Deutsche EA: Schauspiel Leipzig
15.04.2016
Regie: Mirja Biel

Synopse

Sie hocken in Pfützen, im Moder, in einer Mulde, und schwer ist es ihnen, sich daraus zu erheben. Sie waren immer schon da und sind es noch. Und gut, dass es sie gibt, sonst wüsste man nicht, was geschieht, auch wenn nichts geschieht, so braucht es doch jemanden, der davon erzählt. Das tun sie. Vielleicht haben sie mal auf dem Boden gestanden, aber jetzt sind sie eingesunken, und nur nah an der Erde finden sie noch Halt. Und in den Kneipen. Dort ist auch noch Platz für sie. Auch wenn die Kneipen ab und zu brennen. Das tun sie nicht selten. Doch was soll’s, schnell werden die Kneipen wieder aufgebaut, und dann brennen sie wieder, jahraus, jahrein. Manchmal stehen sie dabei und schauen, manchmal gehen sie auch weg. Sie kennen das schon. Kein Grund zur Sorge.

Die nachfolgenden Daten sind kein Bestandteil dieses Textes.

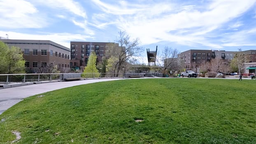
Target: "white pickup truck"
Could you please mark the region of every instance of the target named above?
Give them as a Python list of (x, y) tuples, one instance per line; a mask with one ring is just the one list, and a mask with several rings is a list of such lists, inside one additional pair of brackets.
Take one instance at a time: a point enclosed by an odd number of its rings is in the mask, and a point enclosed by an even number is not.
[(181, 76), (182, 77), (197, 77), (197, 74), (192, 70), (186, 70), (184, 72), (182, 72)]

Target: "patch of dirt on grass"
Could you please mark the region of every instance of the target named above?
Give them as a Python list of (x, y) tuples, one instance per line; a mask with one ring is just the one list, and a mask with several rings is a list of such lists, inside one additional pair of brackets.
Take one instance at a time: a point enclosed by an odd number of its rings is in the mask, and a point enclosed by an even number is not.
[(142, 121), (144, 121), (143, 119), (135, 119), (135, 121), (136, 121), (137, 123), (139, 123), (139, 122), (141, 122)]
[(42, 97), (43, 96), (44, 96), (44, 95), (38, 95), (37, 97), (37, 98), (41, 98), (41, 97)]
[(16, 136), (16, 139), (12, 141), (11, 143), (12, 144), (18, 141), (18, 140), (20, 140), (20, 139), (21, 138), (21, 132), (17, 132), (16, 131), (12, 131), (12, 133), (14, 135), (15, 135)]

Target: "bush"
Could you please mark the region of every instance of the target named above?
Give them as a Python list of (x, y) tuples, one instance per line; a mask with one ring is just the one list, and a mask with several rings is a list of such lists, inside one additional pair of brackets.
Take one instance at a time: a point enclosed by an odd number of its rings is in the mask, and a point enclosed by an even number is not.
[(206, 73), (205, 75), (208, 75), (208, 77), (215, 77), (217, 75), (217, 73), (214, 72), (209, 72)]

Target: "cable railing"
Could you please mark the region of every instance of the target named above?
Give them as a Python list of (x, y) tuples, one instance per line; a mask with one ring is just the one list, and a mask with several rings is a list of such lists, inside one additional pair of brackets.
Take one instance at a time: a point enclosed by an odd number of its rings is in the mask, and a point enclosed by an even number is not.
[(64, 81), (67, 79), (130, 77), (130, 76), (144, 77), (144, 73), (44, 73), (0, 74), (0, 84), (17, 83), (38, 82), (43, 81)]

Doch es gibt einen, der läuft, einen, der an die Kneipen pisst und dann weggeht. Er ist besonders, er ist anders, das haben sie schon immer gewusst. In ihn setzen sie all ihre Hoffnungen. Er soll ihnen sagen, was die Zukunft bringt. Sie setzen sich zu ihm, wenn er in der Kneipe den Kopf auf die Arme stützt. Er soll ihnen erzählen. Aber er tut es nicht. Er schweigt. Er will nicht sprechen. Er trinkt.
Und einer hat’s vorausgesehen, dass dies nicht der Heilsbringer sein wird. Ein Alteingesessener. Jeder Schritt ist ein Schritt zu weit an diesem Ort, sagt er. Keiner darf den hier tun. Er durfte es auch nicht. Und so ist er stehen geblieben, hat sich hingehockt und legt sich nun nieder. Und bleibt, wo er schon immer war.